Secondly though, the architects of the study deny the differences between this program and previous (Bush administration) programs. Valerie Huber, of the National Abstinence Education Foundation says, “For our critics to use marriage as the thing that sets the program in this study apart from federally funded programs is an exaggeration and smacks of an effort to dismiss abstinence education rather than understanding what it is.”

Claiming there is no difference between this program and previous ones is problematic because it allows supporters to generalize this study to all abstinence programs when, in reality, this study has changed the formula in some very important ways. In the end though, our focus needs to be not on stopping kids from having sex, but from making sure they have safe sex. This, in the end, is what will preserve our children’s health, and, ultimately, their lives.

1 Comment

  • So what I would like to know is after the 3 minutes it takes to demo a condom and maybe 10 minutes for the entire class to pass them around and slip them on the manikin trainer what doe the entire rest of the semester used for for these Sex Ed classes? When some organizations talk about Comprehensive Sex Ed they go far far further than self control or science based sex ed all of which can be covered in a day or two. The rest of the semester or year at some districts it’s all about personal pleasure, sexual exploration, experimentation etc. Discussing sex ed in a meaningful way does not take very long, all the rest of the time keep sex at the top of the thoughts of pre-teens and teens when they need to have their thoughts focused elsewhere.
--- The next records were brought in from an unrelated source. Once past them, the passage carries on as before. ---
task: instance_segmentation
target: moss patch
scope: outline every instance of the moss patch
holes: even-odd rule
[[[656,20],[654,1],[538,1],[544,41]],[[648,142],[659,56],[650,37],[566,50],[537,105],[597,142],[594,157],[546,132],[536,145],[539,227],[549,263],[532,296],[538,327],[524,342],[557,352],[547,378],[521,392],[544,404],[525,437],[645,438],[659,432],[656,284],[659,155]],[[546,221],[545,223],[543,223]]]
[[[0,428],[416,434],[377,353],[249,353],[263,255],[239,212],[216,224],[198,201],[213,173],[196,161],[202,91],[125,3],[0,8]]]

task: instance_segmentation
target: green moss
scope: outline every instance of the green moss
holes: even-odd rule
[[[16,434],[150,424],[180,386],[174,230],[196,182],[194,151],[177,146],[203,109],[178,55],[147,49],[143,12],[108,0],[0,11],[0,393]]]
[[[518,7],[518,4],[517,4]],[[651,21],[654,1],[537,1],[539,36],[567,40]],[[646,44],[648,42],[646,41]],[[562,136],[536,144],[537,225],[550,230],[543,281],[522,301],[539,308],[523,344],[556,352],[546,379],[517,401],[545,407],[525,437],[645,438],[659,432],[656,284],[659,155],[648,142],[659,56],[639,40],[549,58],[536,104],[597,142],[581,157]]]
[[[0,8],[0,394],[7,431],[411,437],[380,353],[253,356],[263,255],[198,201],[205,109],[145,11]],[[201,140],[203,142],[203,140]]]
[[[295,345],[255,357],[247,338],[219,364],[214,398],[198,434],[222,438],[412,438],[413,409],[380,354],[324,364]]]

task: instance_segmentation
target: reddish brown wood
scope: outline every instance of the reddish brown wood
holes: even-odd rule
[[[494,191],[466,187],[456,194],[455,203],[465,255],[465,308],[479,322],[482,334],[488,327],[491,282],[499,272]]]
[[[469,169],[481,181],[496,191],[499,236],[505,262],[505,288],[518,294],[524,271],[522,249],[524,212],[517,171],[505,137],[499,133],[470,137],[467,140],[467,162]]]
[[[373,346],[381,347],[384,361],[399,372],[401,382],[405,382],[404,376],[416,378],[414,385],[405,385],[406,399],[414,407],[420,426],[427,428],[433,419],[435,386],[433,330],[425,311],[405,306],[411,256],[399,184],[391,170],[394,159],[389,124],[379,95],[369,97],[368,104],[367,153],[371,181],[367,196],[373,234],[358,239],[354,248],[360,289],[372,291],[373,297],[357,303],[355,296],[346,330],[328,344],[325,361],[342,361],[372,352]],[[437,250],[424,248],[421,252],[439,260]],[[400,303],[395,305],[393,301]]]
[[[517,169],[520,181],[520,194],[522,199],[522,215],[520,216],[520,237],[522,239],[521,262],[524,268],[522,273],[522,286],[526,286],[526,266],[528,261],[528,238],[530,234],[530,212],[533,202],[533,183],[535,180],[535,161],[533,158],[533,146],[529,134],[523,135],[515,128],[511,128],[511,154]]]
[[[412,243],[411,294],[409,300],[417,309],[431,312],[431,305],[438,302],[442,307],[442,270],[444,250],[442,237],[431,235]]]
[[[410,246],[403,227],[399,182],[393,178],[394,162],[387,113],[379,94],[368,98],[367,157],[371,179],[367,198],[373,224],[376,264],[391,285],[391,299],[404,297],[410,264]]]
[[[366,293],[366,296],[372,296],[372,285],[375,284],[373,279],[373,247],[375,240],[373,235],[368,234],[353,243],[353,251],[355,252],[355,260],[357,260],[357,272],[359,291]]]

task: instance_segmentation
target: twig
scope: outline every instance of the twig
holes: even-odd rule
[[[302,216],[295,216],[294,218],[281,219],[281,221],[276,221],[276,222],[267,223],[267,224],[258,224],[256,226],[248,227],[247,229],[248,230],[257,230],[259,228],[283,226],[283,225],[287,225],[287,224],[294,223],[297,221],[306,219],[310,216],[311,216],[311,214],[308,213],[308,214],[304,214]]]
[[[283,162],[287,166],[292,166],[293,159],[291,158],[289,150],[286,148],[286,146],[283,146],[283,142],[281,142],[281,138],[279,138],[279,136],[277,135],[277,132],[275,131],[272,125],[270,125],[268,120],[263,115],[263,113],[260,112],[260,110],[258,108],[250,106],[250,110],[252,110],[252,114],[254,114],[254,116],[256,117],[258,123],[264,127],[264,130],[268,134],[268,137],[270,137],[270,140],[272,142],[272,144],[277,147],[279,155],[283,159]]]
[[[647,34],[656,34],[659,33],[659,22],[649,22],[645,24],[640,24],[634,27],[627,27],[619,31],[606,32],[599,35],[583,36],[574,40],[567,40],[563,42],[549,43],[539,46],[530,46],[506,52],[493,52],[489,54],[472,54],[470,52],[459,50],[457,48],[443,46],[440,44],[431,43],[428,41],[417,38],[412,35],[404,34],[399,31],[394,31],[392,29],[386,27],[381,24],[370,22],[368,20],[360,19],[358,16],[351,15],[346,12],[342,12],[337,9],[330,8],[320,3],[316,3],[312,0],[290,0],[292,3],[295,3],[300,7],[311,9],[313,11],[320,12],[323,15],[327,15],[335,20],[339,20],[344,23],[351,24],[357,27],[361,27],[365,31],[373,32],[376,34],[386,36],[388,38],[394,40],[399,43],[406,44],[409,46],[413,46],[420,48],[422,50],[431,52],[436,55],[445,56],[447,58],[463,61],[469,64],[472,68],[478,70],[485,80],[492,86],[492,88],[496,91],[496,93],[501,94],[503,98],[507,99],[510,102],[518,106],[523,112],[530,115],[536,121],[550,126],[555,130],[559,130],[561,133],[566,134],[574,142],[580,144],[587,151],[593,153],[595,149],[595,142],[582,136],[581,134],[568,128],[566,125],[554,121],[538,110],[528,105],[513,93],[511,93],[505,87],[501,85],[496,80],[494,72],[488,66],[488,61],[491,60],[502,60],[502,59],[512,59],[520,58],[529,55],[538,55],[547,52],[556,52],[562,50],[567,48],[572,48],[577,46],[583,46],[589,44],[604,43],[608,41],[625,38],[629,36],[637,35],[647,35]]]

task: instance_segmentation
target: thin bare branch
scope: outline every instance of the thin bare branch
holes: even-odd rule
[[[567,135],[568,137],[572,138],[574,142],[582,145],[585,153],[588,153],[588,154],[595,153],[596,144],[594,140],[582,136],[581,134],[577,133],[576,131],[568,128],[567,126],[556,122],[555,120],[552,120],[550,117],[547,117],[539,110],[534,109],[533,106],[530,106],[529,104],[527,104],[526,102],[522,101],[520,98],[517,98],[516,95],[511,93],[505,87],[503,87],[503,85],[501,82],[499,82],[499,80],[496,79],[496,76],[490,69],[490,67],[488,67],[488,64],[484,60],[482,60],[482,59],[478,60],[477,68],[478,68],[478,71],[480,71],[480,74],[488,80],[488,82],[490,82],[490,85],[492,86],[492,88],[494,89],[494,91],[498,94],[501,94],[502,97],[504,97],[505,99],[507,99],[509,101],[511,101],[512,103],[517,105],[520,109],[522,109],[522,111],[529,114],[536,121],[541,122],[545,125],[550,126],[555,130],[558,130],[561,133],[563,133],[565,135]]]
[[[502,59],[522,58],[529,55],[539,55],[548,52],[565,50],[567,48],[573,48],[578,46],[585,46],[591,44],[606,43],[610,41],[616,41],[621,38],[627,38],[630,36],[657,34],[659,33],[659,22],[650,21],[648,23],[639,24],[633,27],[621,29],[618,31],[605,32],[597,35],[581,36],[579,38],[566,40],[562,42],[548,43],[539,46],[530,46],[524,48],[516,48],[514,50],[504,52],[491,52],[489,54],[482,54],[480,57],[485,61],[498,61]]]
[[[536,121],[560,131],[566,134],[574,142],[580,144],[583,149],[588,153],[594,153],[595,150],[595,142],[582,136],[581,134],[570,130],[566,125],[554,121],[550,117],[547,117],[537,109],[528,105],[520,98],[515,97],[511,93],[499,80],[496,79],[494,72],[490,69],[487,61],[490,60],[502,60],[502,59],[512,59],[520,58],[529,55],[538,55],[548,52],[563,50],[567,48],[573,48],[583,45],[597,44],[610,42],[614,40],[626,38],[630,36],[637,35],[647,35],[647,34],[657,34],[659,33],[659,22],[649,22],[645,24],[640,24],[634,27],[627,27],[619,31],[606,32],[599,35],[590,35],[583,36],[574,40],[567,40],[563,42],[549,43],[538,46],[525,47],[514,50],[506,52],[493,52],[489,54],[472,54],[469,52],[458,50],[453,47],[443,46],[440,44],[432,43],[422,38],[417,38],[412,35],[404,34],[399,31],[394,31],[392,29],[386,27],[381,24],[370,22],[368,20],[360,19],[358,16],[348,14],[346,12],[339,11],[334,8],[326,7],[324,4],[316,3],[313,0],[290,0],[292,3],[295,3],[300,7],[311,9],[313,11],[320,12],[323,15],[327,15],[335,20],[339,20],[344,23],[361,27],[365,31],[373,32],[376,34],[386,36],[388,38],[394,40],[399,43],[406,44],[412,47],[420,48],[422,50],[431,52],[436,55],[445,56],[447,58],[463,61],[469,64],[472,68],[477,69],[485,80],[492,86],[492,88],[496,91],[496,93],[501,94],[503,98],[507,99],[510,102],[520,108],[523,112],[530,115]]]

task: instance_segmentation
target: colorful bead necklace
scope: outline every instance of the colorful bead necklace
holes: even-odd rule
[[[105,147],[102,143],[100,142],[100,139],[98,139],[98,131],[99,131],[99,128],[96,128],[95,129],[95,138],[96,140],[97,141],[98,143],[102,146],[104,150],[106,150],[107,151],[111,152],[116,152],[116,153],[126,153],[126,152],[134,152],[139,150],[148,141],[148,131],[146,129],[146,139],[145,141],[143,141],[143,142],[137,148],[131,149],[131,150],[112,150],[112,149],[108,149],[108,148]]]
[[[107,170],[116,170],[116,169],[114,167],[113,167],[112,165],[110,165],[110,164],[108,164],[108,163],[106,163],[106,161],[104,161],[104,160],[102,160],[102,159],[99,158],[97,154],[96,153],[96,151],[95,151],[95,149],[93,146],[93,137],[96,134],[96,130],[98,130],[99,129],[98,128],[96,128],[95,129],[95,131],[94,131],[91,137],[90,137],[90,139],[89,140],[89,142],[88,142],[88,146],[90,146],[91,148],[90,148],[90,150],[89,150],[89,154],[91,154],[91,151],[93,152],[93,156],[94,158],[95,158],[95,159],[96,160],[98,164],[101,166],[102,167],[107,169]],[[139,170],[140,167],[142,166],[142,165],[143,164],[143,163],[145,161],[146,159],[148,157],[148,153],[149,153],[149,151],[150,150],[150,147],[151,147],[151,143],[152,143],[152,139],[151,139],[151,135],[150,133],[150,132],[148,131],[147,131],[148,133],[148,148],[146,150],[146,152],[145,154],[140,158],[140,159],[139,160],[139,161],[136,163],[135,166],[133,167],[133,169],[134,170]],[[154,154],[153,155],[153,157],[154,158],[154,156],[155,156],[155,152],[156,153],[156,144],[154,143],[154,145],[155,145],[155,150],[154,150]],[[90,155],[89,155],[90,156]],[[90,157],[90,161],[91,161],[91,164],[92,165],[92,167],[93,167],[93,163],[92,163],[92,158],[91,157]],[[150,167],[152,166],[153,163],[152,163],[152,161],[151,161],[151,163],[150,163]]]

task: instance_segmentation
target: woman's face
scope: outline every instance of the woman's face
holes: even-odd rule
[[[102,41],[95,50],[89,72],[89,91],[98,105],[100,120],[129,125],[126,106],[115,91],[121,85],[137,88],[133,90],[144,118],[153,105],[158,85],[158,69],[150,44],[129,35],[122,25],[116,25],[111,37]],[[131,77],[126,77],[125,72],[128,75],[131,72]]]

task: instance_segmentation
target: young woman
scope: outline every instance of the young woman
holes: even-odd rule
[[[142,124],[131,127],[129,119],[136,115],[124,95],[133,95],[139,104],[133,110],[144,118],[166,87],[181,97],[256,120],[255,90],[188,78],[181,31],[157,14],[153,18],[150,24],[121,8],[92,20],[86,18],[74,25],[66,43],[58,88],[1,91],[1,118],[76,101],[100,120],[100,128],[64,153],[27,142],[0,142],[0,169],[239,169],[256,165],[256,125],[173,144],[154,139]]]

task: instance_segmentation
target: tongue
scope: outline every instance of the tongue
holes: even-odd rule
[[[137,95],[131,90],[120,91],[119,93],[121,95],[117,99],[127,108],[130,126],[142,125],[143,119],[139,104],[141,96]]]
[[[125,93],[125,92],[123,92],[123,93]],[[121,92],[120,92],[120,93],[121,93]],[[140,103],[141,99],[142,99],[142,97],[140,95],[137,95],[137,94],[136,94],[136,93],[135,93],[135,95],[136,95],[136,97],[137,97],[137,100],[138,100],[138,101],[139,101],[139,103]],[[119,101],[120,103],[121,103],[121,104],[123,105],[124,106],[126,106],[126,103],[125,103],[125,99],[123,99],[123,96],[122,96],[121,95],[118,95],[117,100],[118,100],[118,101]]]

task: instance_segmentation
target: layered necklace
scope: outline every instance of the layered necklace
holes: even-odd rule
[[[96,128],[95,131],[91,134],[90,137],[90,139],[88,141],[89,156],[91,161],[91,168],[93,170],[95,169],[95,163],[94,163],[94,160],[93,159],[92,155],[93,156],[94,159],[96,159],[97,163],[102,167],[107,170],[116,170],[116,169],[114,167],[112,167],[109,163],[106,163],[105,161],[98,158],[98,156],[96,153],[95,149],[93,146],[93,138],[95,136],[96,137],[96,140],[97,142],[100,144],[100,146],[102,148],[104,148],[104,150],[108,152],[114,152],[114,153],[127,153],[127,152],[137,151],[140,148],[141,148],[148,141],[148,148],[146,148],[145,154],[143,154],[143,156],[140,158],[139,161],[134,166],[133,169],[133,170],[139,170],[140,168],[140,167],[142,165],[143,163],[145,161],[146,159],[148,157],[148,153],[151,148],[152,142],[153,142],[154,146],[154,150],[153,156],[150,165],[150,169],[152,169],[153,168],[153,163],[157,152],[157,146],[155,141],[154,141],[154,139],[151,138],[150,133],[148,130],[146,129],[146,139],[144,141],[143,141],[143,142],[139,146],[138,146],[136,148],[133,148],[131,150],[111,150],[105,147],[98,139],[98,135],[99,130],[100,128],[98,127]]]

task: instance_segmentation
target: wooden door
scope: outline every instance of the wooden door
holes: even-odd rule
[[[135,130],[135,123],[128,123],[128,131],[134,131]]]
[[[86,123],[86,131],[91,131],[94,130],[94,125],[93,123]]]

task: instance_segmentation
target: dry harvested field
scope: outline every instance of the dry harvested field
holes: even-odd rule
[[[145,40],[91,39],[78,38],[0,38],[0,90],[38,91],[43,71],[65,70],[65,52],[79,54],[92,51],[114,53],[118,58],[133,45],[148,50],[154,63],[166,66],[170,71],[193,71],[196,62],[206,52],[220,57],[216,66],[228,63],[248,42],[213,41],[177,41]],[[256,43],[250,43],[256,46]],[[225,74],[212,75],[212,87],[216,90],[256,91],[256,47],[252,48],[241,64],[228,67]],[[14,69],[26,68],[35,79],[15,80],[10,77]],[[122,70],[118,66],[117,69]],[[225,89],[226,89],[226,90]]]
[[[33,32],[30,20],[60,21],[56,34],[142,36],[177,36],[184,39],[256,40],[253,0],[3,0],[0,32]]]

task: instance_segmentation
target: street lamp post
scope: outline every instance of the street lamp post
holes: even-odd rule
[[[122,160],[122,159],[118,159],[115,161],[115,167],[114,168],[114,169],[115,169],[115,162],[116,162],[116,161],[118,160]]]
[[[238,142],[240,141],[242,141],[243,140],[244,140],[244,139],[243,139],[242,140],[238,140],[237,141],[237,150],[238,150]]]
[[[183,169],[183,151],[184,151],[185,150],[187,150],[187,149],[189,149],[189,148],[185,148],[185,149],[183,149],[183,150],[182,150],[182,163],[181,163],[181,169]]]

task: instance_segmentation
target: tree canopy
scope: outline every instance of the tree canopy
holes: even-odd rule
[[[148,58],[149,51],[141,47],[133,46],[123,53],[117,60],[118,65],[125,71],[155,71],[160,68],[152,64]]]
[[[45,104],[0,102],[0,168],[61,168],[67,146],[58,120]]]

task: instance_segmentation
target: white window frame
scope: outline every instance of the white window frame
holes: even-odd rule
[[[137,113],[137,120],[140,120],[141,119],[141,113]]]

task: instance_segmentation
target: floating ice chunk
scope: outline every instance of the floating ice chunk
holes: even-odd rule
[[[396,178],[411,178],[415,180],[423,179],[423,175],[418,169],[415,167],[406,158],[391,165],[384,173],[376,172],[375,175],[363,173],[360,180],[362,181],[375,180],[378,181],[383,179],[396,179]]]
    All over the news we have seen reports from the off-shoot of Planned Parenthood that Abstinence training did not work, at least in 2006, at least in some places, at least in some status groups. They fail to report and the media fails to look into the fact that comprehensive sex ed as taught by these groups also has shown significant increases in sexual activity. But since they are in the business of sex and the more sex kids have the more money they make it’s no wonder. It’s just a shame there is no honesty in the reporting.